The library is broken up into several components. From import, you have
the Attention, the Local, the Glimpses, and the Loss library.

## Attention

The attention library contains the majority of the interesting components.
The items here are layers which impliment a variety of attention and feedforward
mechanisms suitable for some kickass transformers. Notably, every layer possesses
three useful properties.

First, they all possess an 'ensembles' option on initialization, which 
sets the number of parallel layers to setup. This is optional, but quite useful. Ensemble layers are processed completely
in parallel, and must be used by having a tensor of the shape (..., ensemble, words, embeddings), 
vs the standard shape of (..., words, embeddings). It should be noted that if ensembles is not defined,
the system expects the latter shape

Second, each and every layer is torchscript compatible. This is 
required for serious work such as saving to ONNX format, or even 
compiling CUDA with custom kernels. It means you can use torch.jit.script
with little worry.

Third, with the exception of Multiheaded Attention,
every layer listed below impliments a variation of 
transformer existing in an O space of less than O(N^2) with
respect to words provided. It should be noted that parameter
usage is frequently moderately higher, and signicantly higher
if a naive ensemble is used.

As of 6/14/2022, the layers available are:

* FeedForward: 
* MultiHeadedAttention (MHA)
* Parameter Injection Memory Unit (PIMU)
* Parameter Injection Summary Unit (PISU)
* Local Context Self Attention (LCSA) (banded self attention)
* Ensemble Exchange Self Attention (EESA)
* Global-Local Self Attention (GLSA)
* Global Strategic Processing Unit (GSPU)

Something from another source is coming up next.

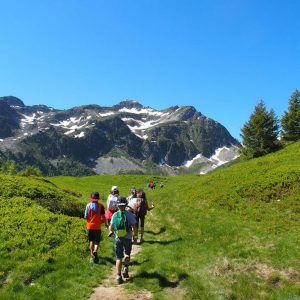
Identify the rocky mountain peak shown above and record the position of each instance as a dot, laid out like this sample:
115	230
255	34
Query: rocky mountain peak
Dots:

Their proper utilization is:

* Feedforward: Use this to make decisions.
* PIMU: Use this when dealing with tasks
which you suspect would best be approached by
subcatagorization.
* PISU: Use this if you need to create a fixed shape
tensor output summarizing global trends in an order
independent manner.
* LCSA: Use this to capture order based contextual information
among nearby tensors. This is a banded attention.
* EESA: Use this only when processing an ensemble tensor. It allows
the exchange of data from lower level ensembles to higher level ones, but not vice versa.
* GSPU: Use this, with an internal transformer stack, when the model really
needs to be able to reason about the big picture.

## Linear

Linear is a core layer, and a rebuild of torch's
linear layer in an ensemble capable format. See the 
class for details

## Glimpses

The Glimpses package contains a few functions which
are useful for dealing with local operations and reshaping.

In particular, Glimpses contains an operation called "local" 
which is capable of returning a view of a tensor which is 
exactly the same as would be seen from a convolution kernel.

## Loss

Loss contains some experimental loss functions which may
be useful on an ensemble of outputs.